The first evidence of this new condition was a dignified reticence with Barbara Traill. She was conscious of the change in her lodger. She felt instinctively that he was no longer a child to be questioned, and there was a tone of authority in his refusal to discuss his aunt Sabiston with her which she could not but respect. Indeed, it was no longer possible to speak to him of Mistress Sabiston as Mistress Sabiston deserved to be spoken of. Her first censure was checked by David’s air of disapproval and his few words of apology:
“She is, however, my aunt; and when one is ninety years old it is a good excuse for many faults.”
Matilda’s utter refusal of his kin or kindness threw him more exclusively upon Nanna and her child. And as all his efforts to discover any other family connections were quite futile, he finally came to believe that they three were the last of a family that had once filled the lands of the Norsemen with the fame of their great deeds. Insensibly this thought drew the bond tighter and closer, though an instinct as pure as it was conventional taught him a scrupulous delicacy with regard to this friendship. Fortunately, in Shetland the blood-tie was regarded as a strong enough motive for all David’s attentions to a woman and child so desolate and helpless. People said simply, “It is a good thing for Nanna Sinclair that her cousin has come to Shetland.” And it did not enter their hearts to imagine an evil motive for kind deeds when there was one so natural and obligatory.
So Shetland became dear and pleasant to David, and he gradually grew into great favor. The minister made much of the young man, for he respected his integrity and earnest piety, and loved him for that tenderness and clearness of conscience which was sensitive to the first approaches of wrong.

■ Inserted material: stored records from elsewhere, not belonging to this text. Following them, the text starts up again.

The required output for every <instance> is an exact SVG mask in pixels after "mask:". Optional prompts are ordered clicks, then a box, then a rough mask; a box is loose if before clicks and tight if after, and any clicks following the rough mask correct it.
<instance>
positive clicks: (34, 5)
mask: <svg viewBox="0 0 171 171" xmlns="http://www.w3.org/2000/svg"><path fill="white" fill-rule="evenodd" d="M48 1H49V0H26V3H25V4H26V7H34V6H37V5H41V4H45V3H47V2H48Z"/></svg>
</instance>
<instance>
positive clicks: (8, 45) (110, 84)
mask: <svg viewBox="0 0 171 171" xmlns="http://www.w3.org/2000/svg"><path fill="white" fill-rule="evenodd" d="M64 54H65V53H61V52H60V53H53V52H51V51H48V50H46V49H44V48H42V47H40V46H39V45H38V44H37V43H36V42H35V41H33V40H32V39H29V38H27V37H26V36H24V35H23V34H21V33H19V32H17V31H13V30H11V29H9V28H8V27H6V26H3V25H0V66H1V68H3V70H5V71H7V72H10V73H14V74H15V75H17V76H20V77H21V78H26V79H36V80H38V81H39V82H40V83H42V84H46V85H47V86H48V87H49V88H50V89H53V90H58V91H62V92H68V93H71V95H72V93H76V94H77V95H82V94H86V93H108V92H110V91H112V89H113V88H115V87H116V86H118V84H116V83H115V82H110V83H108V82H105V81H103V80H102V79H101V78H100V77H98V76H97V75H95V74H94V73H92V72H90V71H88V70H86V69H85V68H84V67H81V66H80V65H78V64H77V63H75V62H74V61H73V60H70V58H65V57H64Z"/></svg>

The fishers and sailors of the town gave him a warm admiration for his seamanship, and the praise David had looked for at the beginning, and felt disappointed in not receiving, was now given him by a kind of acclamation. Old sailors, telling yarns of their ships and the queer, bold things their ships had done, generally in some way climaxed their narratives by an allusion to David Borson. Thus, Peter Redlands, talking to a group of fishers one day, said:
“Where that lad learned the sea, and who taught him all the ways of it, is beyond me; but say as you will, he can make harbor when none of us could look at it. It is my belief David Borson can stick to anything that can float.”
“And to see how he humors a boat,” continued Jan Wyck, “you would think she was made out of flesh instead of out of three-inch planks. I was out with him near the Old Man’s Rocks last week, and he was watching the water; and I said, ‘What is it, David?’ ‘The sea,’ he said. ‘It will be at its old tricks again in an hour or less.’ And the ‘less’ was right, for in fifteen minutes the word was, ‘Reef, and quick about it!’ and then you know what–the rip and the roar, and the boat leaping her full length. But David did not worry a jot. He coaxed her beautifully, and kept her well in hand; and she shook herself a little, and then away like a gull before the wind.”

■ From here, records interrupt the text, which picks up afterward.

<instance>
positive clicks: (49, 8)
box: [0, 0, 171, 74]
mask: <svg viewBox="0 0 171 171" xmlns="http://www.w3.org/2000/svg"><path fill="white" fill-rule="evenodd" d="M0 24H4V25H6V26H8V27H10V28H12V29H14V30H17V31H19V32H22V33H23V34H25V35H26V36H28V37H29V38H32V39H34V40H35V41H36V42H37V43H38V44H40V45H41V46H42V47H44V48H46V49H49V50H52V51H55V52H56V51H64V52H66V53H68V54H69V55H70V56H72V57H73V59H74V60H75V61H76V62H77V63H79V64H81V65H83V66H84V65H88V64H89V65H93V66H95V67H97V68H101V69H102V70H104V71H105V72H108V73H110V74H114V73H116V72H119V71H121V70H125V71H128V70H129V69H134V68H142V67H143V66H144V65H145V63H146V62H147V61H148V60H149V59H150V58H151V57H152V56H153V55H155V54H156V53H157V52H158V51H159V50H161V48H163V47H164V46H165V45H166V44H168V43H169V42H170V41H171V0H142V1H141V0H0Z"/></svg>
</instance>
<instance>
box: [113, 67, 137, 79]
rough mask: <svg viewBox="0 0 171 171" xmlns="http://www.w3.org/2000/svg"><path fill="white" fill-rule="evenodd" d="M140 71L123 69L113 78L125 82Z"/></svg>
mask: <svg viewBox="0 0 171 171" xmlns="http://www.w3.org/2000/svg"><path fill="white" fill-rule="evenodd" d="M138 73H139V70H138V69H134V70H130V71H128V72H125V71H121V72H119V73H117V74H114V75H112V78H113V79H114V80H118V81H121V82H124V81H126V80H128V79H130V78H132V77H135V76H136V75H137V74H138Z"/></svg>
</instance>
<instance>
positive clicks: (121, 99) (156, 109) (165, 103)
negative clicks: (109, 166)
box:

He was just as popular among the children and women of Lerwick. The boys made an idol of him, for David was always ready to give them a sail, or lend them his fowling-piece, or help them to rig their toy boats. As for the maidens, the prettiest ones in Lerwick had a shy smile for David Borson, and many wondered that such a beauty as Asta Fae should smile on him in vain; but David had taken Nanna and Vala into his heart, and his care and thought for them were so constant that there was no room for any other interest. Yet Barbara often talked to him about taking a wife; and even the minister, doubtless led to such advice by female gossip and speculation, thought it well to speak a word on the subject to him.